Screeners or trusters?

While computer software has made some types of misconduct, such as copy–paste plagiarism and image manipulation, much easier to commit, technology also provides tools to help journals detect such problems. Text-matching software, such as CrossCheck29, can be used to screen for plagiarism or redundant publication. Similarly, the same programs that can be used to ‘doctor’ digital images can also be used to detect the alterations30. Publishers have to decide how much time and money to invest in such systems and editors have to decide when to apply them. Journals that have implemented routine screening (i.e. of all articles, not just those in which misconduct is suspected) have often discovered a higher incidence of problems than they previously imagined.
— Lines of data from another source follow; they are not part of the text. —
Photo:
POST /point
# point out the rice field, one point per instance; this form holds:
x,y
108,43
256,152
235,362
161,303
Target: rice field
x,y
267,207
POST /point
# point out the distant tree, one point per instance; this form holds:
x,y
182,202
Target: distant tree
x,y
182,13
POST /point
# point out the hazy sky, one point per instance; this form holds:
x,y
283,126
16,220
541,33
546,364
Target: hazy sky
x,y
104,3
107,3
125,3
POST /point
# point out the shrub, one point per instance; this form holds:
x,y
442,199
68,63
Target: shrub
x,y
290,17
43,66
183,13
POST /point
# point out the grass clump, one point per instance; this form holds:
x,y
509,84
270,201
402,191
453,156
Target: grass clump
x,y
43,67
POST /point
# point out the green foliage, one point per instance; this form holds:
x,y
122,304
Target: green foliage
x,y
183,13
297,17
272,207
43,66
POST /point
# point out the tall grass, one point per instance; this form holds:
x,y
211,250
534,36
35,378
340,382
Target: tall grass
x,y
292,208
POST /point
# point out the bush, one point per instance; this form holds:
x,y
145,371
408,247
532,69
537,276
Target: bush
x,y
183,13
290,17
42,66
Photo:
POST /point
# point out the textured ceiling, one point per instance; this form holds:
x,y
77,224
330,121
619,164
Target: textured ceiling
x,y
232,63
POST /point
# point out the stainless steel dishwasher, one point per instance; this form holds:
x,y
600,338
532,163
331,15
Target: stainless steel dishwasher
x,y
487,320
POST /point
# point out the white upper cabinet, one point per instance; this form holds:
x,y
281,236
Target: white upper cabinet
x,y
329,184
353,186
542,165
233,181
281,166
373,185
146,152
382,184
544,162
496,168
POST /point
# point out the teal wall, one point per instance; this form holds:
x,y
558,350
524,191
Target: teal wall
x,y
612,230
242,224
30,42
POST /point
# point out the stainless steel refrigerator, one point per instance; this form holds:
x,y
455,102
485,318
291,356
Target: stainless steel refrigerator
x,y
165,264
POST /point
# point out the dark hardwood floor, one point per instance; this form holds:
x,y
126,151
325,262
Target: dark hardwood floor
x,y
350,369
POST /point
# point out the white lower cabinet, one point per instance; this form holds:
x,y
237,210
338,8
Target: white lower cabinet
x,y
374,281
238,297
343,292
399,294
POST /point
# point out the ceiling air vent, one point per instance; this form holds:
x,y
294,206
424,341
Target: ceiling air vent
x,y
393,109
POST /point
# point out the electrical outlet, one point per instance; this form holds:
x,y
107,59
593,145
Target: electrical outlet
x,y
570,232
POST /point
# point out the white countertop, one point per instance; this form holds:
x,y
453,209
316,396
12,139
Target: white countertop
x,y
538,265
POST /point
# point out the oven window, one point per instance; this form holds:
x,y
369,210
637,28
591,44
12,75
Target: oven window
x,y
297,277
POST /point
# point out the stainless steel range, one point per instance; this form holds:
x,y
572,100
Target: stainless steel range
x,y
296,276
Is it unethical for a publisher not to provide all possible resources for detecting misconduct to its editors (or editorial staff)? And, if a publisher provides such tools, is it unethical for editors not to use them? Another interesting question is whether journals have any ethical duties concerning manuscripts they intend to reject. For example, if a journal screens all submissions for plagiarism, what should it do if it detects signs of misconduct in a manuscript it plans to reject? The COPE Code of Conduct indicates that editors ‘should not simply reject papers that raise concerns about possible misconduct. They are ethically obliged to pursue alleged cases’31. Yet, editors may argue that they barely have enough time to deal with ethical issues concerning the papers they have published or plan to publish, let alone time to fix problems in other submissions that will end up with other journals.

“… if a journal screens all submissions for plagiarism, what should it do if it detects signs of misconduct in a manuscript it plans to reject?”


Most articles about publication ethics focus on misconduct by authors and peer reviewers (i.e. people who are not employed by journals or publishers). While such problems should not be overlooked, I hope I have demonstrated that all players have ethical responsibilities. While it is, of course, important to seek to prevent and detect author misconduct (such as plagiarism and data falsification), the ethical issues relating to publishers, academic societies, research institutions and journal editors cannot be ignored. Closer co-operation, for example between journals and institutions, and between editors and their publishers, could reap considerable benefits. On the other hand, complacency and attitudes that publication ethics is ‘somebody else's problem’ will mean that little progress will be made.

Competing interests

The author was Chair of COPE from 2009–2012, and developed several of the COPE guidelines. This was an unpaid position.